August 5, 2008 (0 Comments Off)

I recently acquired a khaki suit. I’ve always wanted one and, being originally from New England, saw it as a happy inevitability. When warm weather hits, khaki suits – often in cotton poplin or chino – are to Connecticut what seersucker is to South Carolina. Crisp, cool style that, as the day wears on, evolves into a slightly rumpled personal signature. Perfect.

This new suit is not cotton however; it’s a lovely Ralph Lauren extra fine worsted wool job. I wasn’t expecting to get a wool suit – certainly not in the midst of a particularly sweltering summer here in the nation’s capital. I had wanted to get a nice traditional lightweight summer suit, but as things turned out it was an opportunity I could not pass up. It’s a lovely suit and one that will get a lot of wear. So, I am still on the hunt for a good warm weather version in cotton.

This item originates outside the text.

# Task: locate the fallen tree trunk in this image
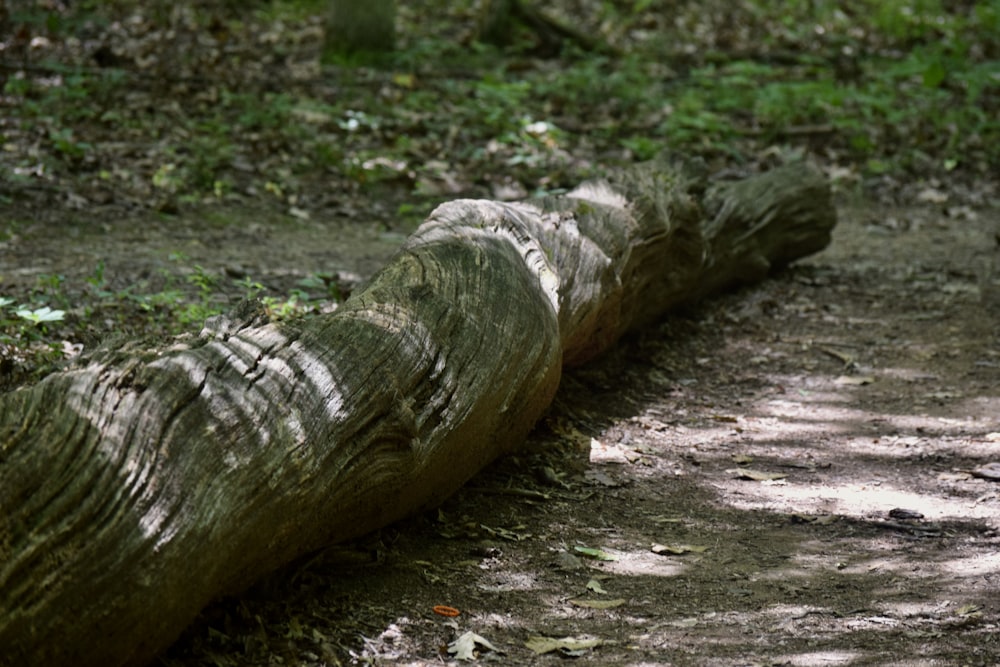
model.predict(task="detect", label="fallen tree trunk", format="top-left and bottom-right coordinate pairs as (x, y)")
top-left (0, 157), bottom-right (835, 667)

The khaki colored summer suit can get sidelined by its flashier, more formal brethren, but it’s an important part of a well rounded wardrobe. Sometimes constructed of a cotton blend to better fend off the wrinkles, this style of suit is a nice in-between option for the steamy days of summer. It’s light and comfortable and can be worn with casual panache.

In fact khaki suits are wonderfully versatile articles of clothing. They can easily pull double duty when required; paired with a French cuffed dress shirt, Hermes tie and handmade shoes or polo shirt, ribbon belt and docksiders. Either way, the khaki suit provides a formal backdrop that accommodates your needs. It is neither formally stiff nor scruffy and inappropriate.

And while it has been interpreted the world over, the true cotton khaki summer suit is undeniably American preppy at its core. Think about it – this suit is the ultimate pair of khakis taken to the extreme. To be sure, most designer’s takes on the khaki suit do not attempt to duplicate old money New England; I’ve seen HRH the Prince of Wales sporting a lovely double breasted version and no one would mistake him for a Bloody Mary toting beachcomber. Still, for the rest of us, it is a nice way to inject a little stylish fun into our wardrobes.

There are some potential pitfalls to this outfit, the most common of which is easy enough to see on the street. Put simply, if you are not careful the khaki suit can quickly take on a sweltering and bedraggled appearance. When it comes to cotton suits, there is fine line between having rumpled personality and being sloppily disheveled. In D.C. the latter is a common sight - overstuffed knapsack dragging down one shoulder, a sweaty shirt billowing out from under an un-pressed jacket and pants hemmed too long dragging on the pavement. Appalling but unfortunately not unusual.

So extra care of your cotton khaki suit, it will make a world of difference. That means treating it like any other suit; have it properly tailored and regularly cleaned. You’ll be glad it’s in the rotation.